Total bandwidth is shared by all devices in the loop and only two devices can communicate at a time. This limitation will reduce the system efficiency.
Switched fabric
If Fibre channel switches are used, then it is called Switched fabric topology. In this topology, all devices are connected and communicated through switches
The advantages of the switched fabric are:
- Nodes among the devices are allowed to work at the same time to increase the efficiency of the subsystem.
- Switched fabric supports a redundant path between multiple devices to increase system availability.
- Zoning feature for data protection (It restricts the visibility of the target to a particular source).
- Non-disruptive scalability (we can add switches to fabric/network online without taking any downtime).
In terms of switch interconnections, the switched fabric topologies can be classified as the
following types:
- Single switch topology
- Cascaded and ring topology
- Mesh topology
Single switch topology
The single switch topology has only one switch and has no inter-switch links (ISLs).
It is the simplest design for infrastructures that do not need any redundancy. Because of the issues of it introducing a single point of failure, this topology is rarely used.
Cascaded and ring topology
In a cascaded topology, switches are connected in a queue fashion, as shown below.
Even in a ring topology, the switches are connected in a queue fashion, but it forms a closed
ring with an additional inter-switch link (ISL), as shown in the below diagram.
Mesh topology
In a full mesh topology, each switch is connected to every other switch in the fabric, as shown below
In terms of a tiered approach, the switched fabric can be further classified with the following topology:
- Core-edge topology
- Edge-core-edge topology
Core-edge topology
In core-edge topology, high performance director switches are used as core switches.
In core-edge topology, the servers are connected to the edge fabric and the storage is connected to core switches. Core and edge switches are interconnected to make communication between servers and storage.
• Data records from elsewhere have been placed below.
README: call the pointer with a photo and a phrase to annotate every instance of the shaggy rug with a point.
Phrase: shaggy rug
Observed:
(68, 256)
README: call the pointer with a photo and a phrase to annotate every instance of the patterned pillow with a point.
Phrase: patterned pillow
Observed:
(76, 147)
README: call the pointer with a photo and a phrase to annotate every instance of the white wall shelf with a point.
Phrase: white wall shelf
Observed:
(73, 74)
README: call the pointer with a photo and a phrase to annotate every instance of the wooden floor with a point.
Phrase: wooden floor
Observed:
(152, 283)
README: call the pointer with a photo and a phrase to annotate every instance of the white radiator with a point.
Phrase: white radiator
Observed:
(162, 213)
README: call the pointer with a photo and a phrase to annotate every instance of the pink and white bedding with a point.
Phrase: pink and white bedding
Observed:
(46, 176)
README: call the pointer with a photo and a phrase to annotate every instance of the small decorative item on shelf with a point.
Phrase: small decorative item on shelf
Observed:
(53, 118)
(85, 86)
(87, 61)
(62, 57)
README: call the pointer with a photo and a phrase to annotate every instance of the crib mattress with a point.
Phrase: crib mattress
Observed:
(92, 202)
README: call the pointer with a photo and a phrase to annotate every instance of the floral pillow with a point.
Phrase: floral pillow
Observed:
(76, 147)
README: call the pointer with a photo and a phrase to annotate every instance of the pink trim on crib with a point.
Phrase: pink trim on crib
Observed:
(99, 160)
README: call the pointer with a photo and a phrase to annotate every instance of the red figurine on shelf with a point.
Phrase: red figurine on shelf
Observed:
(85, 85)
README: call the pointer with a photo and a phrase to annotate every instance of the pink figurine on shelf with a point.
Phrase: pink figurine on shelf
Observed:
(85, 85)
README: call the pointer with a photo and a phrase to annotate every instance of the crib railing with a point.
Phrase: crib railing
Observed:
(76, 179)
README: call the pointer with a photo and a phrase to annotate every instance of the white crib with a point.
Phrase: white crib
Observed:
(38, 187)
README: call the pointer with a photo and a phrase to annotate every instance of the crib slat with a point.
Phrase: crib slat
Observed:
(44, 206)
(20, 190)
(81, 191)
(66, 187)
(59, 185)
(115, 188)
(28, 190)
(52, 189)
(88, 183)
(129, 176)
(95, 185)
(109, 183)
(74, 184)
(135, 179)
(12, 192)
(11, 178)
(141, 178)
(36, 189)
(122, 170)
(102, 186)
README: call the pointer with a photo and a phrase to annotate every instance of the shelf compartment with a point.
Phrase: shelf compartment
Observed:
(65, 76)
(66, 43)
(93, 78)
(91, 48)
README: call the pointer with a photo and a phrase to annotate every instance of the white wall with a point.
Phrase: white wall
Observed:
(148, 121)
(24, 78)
An illustrated diagram of core edge topology is
Edge-core-edge topology
In this topology, the server and storage are connected to the edge fabric and the core switch connectivity is used only for scalability in terms of connecting to edge switches. This configuration expands the SAN traffic flow to a long distance. Also, the servers might be isolated to one edge and storage can be at the other edge which helps with management.